Debu-debu Beterbangan.”
Dimuat
dalam album Cinta Melulu yang rilis tahun 2007, lagu Debu-debu Beterbangan
milik Efek Rumah Kaca ini seolah menjadi perlawanan dari karya musik yang
sedang ngetren kala itu (refuse to forget, tahun 2007 merupakan puncak kejayaan
lagu-lagu tentang cinta). Salah satunya dengan lagu Debu-debu Beterbangan, yang
dibawakan dengan suara Cholil yang lirih. Didukung oleh warna musik yang cukup
suram, lagu ini sukses membawa pendengar pada situasi yang memaksa mereka untuk
melakukan refleksi.
Perhatikan
saja kata tersesat, membiaskan, terhisap, hingga ‘tak bisa bersembunyi’,
pemilihan diksi ‘Karena kita manusia’ pun mendorong pendengar untuk melihat
kembali ke dalam dirinya. Seolah-olah Efek Rumah Kaca mengajak siapapun untuk
membuang rasa pongah, dan menyadari kalau kita, sebenarnya tidak lebih dari
sekedar manusia
Saya
bukan pemain musik yang tahu cara menciptakan musik. Saya hanya penikmat yang
(cukup) tahu mana musik yang luar biasa dan patut dibinasakan. Lagu Debu-debu
Beterbangan ini, patut dibinasakan. Terutama kalau para pendengar tidak dapat
menerima pesan tersirat di dalamnya. Apa kamu orang dengan pikiran yang cukup
terbuka? Kalau iya, sadar nggak sih kalau lagu ini diambil dari surat Al-Asr?
“(1) Demi Masa
(2) Sungguh, manusia berada dalam kerugian
(3) Kecuali orang-orang yang beriman dan mengerjakan
kebajikan serta saling menasihati ntuk kebenaran dan saling menasihati untuk
kesabaran”
Well,
saya sendiri nggak tahu apa benar pesan ini yang ingin disampaikan oleh Mas
Cholil dkk. Tapi sebagai salah satu pendengar, saya menangkap lagu ini
menyiratkan pesan dari Quran surat ke 101 ini.
Saya
pernah datang di beberapa konsernya yang super duper jarang diadakan. Waktu
membawakan lagu Debu-debu Beterbangan, seolah-olah Cholil dkk punya panggung
dakwahnya sendiri. Bersenjatakan gitar dan suara yang terdengar menyayat, lagu
ini melesat masuk, lalu saling jalin menjalin dengan berbagai saraf di kepala.

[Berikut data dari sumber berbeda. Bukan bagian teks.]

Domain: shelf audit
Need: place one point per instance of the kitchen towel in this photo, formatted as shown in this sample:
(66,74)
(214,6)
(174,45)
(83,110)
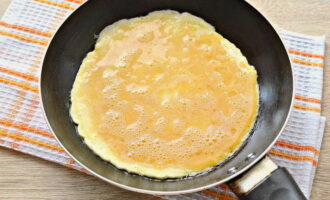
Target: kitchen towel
(25,31)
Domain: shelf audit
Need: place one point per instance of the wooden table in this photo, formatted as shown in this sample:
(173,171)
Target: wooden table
(26,177)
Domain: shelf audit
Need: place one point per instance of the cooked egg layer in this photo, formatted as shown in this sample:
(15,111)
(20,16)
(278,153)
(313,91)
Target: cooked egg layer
(164,95)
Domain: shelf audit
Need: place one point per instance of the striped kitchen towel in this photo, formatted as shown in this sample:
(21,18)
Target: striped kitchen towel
(26,29)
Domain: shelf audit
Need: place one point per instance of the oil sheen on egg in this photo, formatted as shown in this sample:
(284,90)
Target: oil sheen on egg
(164,95)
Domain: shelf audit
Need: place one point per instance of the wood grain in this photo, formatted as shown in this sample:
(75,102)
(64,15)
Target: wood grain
(26,177)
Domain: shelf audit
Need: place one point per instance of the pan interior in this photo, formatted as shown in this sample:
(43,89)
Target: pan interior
(234,19)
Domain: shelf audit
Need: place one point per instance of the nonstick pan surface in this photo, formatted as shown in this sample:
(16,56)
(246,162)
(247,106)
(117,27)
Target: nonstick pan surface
(236,20)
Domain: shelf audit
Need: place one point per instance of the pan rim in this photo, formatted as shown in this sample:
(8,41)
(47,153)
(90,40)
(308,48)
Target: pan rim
(154,192)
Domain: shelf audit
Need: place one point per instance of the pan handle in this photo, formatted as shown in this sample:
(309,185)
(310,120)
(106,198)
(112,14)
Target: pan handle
(267,181)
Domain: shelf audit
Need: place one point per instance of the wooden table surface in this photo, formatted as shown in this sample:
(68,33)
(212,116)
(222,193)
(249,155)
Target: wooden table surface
(26,177)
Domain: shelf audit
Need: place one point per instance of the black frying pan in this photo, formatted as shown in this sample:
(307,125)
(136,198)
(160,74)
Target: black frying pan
(234,19)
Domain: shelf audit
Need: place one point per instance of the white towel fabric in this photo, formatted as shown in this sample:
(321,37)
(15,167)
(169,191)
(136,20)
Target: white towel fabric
(27,27)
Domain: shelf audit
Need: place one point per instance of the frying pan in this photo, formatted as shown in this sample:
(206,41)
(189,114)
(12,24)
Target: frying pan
(237,21)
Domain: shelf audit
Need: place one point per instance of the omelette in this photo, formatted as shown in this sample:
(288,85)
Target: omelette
(164,95)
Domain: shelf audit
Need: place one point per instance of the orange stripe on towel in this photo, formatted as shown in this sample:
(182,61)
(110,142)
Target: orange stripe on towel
(75,1)
(309,55)
(217,195)
(311,100)
(18,84)
(297,147)
(19,74)
(293,157)
(24,127)
(21,138)
(23,38)
(312,64)
(306,108)
(60,5)
(25,29)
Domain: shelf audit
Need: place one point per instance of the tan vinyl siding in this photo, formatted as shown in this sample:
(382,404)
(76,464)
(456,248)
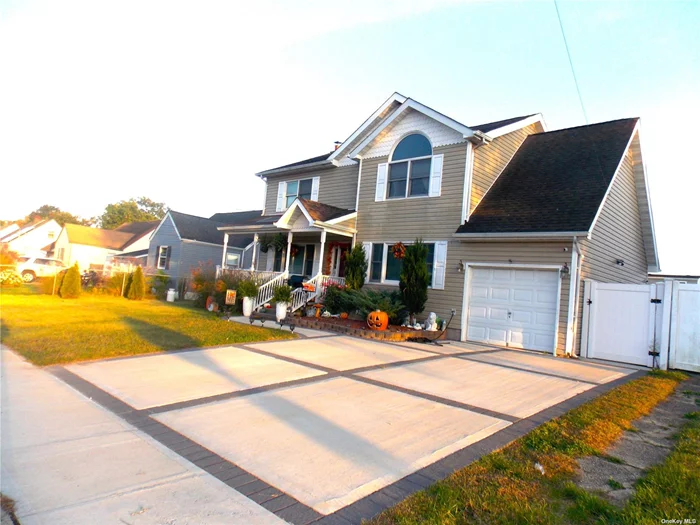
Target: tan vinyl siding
(489,160)
(432,218)
(337,187)
(616,235)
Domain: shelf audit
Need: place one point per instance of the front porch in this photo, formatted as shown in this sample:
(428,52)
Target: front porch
(306,248)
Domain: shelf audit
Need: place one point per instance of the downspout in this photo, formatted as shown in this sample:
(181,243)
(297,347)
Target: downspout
(573,287)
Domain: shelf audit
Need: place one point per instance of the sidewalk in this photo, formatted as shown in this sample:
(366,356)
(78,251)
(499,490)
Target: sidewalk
(66,460)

Ia berkhutbah dengan lagu. Dalam waktu singkat Ia sanggup menggubah, mengganti,
memelintir pikiran siapapun untuk lebih tunduk pada alam, mengerjakan kebajikan
dan menghentikan sifat jahat. Efek Rumah Kaca tahu cara memanusiakan manusia
dan menciptakan perdamaian dalam keberagaman maupun keberagamaan.
Kayanya,
lagu ini juga ngajarin kalau kembali baik dan fitri nggak harus nunggu lebaran,
deh. Bcos we can do it all the time.
Selamat
menikmati Bulan Syawal!
Selamat menikmati masa-masa menjadi pribadi yang baru
dan kembali fitrah!
Selamat kembali berjuang untuk selalu istiqomah.